CAREER: Developing Asymmetric-Polarization AC Electroosmosis for Lab-on-a-chip

职业：为芯片实验室开发非对称偏振交流电渗

• 批准号: 0448896
• 负责人: Jie Wu
• 金额: --
• 依托单位: University of Tennessee Knoxville
• 依托单位国家: 美国
• 项目类别: Standard Grant
• 财政年份: 2005
• 资助国家: 美国
• 起止时间: 2005-06-01 至 2012-05-31
• 项目状态: 已结题
• 来源: https://www.nsf.gov/awardsearch/showAward?AWD_ID=0448896&HistoricalAwards=false
• 关键词: CAREER; Developing; Asymmetric; Polarization; AC

The research objective is to develop and validate an electrokinetic lab-on-chip forrobust and rapid detection of low concentration bioparticle (eg. virus, bacteria, cells) inwater, food and clinical samples. The research tackles the long-standing bottleneckissues of sensitivity and selectivity for such detection. The approach is: 1) to differentiatebioparticles by their response to electrokinetic transport based on various charge/massratio, 2) to rapidly enrich local particle concentration by expediting bioparticles' diffusionto sensors with convection, and 3) to quantify particle concentration by impedimetricmeasurement while incorporating electrokinetic signal amplification. The abovefunctions are to be realized by asymmetric-polarization AC electro-osmosis, which isnewly discovered and at the forefront of electrokinetic microfluidic research. Such lab-on-a-chip operates at small voltage with low power consumption, and its all electricalprocesses facilitate portability, parallelism and automation for on-site bioparticledetection.Bioparticle detection is of great significance because bioparticles often serve ascarrier/indicator of pathogens and/or toxins. As the world becomes increasinglyconcerned with toxin/pathogenic contamination in food, water and environment frominfectious diseases and bioterrorism, and because the threat of pathogen/toxins tosocieties could be substantially mitigated with early detection, the demand for rapidbioparticle detection is expanding for both civilian and military applications. The PIproposes a novel electrokinetic lab-on-a-chip to detect bioparticles at low concentrations.The research will not only lead to a practical detection chip but also afford students aunique opportunity to explore the state-of-art of interdisciplinary research inmicrosystem, bio/chemi/electronics and microfluidics.
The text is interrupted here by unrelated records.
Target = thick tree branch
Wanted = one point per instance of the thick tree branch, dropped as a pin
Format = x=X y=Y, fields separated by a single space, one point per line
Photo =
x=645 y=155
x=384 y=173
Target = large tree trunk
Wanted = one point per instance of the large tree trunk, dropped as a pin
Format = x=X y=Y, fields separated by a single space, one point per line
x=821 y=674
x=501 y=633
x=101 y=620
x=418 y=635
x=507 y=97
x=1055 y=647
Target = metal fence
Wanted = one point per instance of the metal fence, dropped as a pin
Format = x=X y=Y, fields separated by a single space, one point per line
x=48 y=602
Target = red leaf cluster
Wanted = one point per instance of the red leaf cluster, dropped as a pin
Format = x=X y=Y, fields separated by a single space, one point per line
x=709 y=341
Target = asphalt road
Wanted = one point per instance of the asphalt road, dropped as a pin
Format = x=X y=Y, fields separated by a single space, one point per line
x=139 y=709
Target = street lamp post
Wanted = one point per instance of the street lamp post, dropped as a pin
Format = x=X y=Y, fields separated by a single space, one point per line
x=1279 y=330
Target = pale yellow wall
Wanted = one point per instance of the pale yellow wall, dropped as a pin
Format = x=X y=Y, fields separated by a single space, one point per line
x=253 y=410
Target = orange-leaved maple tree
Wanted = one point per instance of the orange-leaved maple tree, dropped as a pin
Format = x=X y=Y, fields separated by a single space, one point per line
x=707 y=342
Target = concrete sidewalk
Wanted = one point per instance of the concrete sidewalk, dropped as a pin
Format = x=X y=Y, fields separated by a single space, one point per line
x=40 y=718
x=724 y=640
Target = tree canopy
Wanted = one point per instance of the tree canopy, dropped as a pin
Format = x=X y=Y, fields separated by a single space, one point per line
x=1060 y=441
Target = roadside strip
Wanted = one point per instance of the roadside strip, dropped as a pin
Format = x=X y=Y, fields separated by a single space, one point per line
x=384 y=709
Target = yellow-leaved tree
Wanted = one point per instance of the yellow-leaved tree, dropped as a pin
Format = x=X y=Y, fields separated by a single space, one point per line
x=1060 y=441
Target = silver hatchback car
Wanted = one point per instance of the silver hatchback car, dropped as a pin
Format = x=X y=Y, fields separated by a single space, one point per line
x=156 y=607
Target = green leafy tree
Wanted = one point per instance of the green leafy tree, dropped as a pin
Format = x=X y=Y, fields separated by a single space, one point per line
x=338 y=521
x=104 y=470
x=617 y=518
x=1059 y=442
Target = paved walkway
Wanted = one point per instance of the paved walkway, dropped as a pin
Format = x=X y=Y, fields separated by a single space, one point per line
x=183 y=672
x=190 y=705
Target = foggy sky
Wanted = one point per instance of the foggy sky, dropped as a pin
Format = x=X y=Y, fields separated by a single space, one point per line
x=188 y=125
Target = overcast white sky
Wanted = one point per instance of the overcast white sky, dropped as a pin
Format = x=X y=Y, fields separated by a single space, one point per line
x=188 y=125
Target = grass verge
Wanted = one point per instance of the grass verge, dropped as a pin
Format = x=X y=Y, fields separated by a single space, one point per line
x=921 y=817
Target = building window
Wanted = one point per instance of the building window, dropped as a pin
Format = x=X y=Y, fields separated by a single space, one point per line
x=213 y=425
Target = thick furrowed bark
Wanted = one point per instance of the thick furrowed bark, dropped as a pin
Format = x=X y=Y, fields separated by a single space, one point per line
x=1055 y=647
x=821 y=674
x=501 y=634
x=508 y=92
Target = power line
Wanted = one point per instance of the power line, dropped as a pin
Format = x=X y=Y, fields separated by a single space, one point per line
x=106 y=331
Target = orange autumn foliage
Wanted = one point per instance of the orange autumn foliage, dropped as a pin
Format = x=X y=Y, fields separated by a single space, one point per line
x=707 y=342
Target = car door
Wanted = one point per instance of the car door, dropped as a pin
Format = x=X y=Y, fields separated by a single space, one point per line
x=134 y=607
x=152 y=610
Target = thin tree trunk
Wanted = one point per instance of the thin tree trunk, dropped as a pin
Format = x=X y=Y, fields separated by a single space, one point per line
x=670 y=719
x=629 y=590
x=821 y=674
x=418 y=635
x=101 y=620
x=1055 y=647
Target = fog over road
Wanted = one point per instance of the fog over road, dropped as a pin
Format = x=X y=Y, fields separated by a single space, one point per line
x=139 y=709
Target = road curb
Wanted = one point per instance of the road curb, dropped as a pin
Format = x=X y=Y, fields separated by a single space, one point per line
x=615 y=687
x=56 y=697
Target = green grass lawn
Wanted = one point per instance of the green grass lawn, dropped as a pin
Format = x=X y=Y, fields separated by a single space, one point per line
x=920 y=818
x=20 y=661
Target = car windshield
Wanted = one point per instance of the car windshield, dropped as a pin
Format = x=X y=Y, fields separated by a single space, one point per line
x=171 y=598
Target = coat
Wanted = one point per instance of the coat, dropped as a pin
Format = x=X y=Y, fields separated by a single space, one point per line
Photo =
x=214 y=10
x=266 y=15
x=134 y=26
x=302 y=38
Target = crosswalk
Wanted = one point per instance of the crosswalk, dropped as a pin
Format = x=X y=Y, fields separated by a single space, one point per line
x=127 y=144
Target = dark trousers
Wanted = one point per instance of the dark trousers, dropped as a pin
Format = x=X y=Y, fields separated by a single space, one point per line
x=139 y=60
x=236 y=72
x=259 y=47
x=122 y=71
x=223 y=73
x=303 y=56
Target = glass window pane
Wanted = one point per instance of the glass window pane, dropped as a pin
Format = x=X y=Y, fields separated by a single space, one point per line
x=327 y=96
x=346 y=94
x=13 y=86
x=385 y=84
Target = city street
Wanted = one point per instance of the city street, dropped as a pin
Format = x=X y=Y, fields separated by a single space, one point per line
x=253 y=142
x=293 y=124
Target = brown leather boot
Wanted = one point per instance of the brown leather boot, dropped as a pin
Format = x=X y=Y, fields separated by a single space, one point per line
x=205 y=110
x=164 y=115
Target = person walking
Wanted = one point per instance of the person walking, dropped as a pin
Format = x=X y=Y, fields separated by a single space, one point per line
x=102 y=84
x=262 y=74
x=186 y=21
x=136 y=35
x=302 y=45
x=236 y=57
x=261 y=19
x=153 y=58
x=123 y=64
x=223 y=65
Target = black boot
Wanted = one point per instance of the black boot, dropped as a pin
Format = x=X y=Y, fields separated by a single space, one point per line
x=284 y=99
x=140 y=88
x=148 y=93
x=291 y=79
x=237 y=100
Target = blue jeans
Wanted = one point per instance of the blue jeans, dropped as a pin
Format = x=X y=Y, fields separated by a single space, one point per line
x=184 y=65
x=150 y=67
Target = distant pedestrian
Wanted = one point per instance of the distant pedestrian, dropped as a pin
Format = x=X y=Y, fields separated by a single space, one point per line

本研究的目的是开发和验证一种用于低浓度生物颗粒（如大肠杆菌）检测的电动实验室芯片。病毒、细菌、细胞）。这项研究解决了长期存在的敏感性和选择性问题。方法是：1）根据生物颗粒对基于不同电荷/质量比的电动传输的响应来区分生物颗粒，2）通过加速生物颗粒向具有对流的传感器的扩散来快速富集局部颗粒浓度，以及3）通过阻抗测量同时结合电动信号放大来量化颗粒浓度。上述功能是通过非对称极化交流电渗来实现的，这是一种新发现的，处于电动微流体研究的前沿。这种芯片实验室的工作电压低、功耗低，其全电过程便于现场生物颗粒检测的便携性、并行性和自动化，生物颗粒检测具有重要意义，因为生物颗粒往往是病原体和/或毒素的载体/指示物。随着世界越来越关注传染病和生物恐怖主义对食物、水和环境的毒素/病原体污染，并且由于病原体/毒素对社会的威胁可以通过早期检测而大大减轻，因此对快速生物颗粒检测的需求在民用和军用方面都在扩大。本项目提出了一种新型的电动实验室芯片，用于检测低浓度的生物颗粒。该研究不仅将导致实用的检测芯片，而且还将为学生提供一个独特的机会，探索微系统，生物/化学/电子学和微流体学的跨学科研究。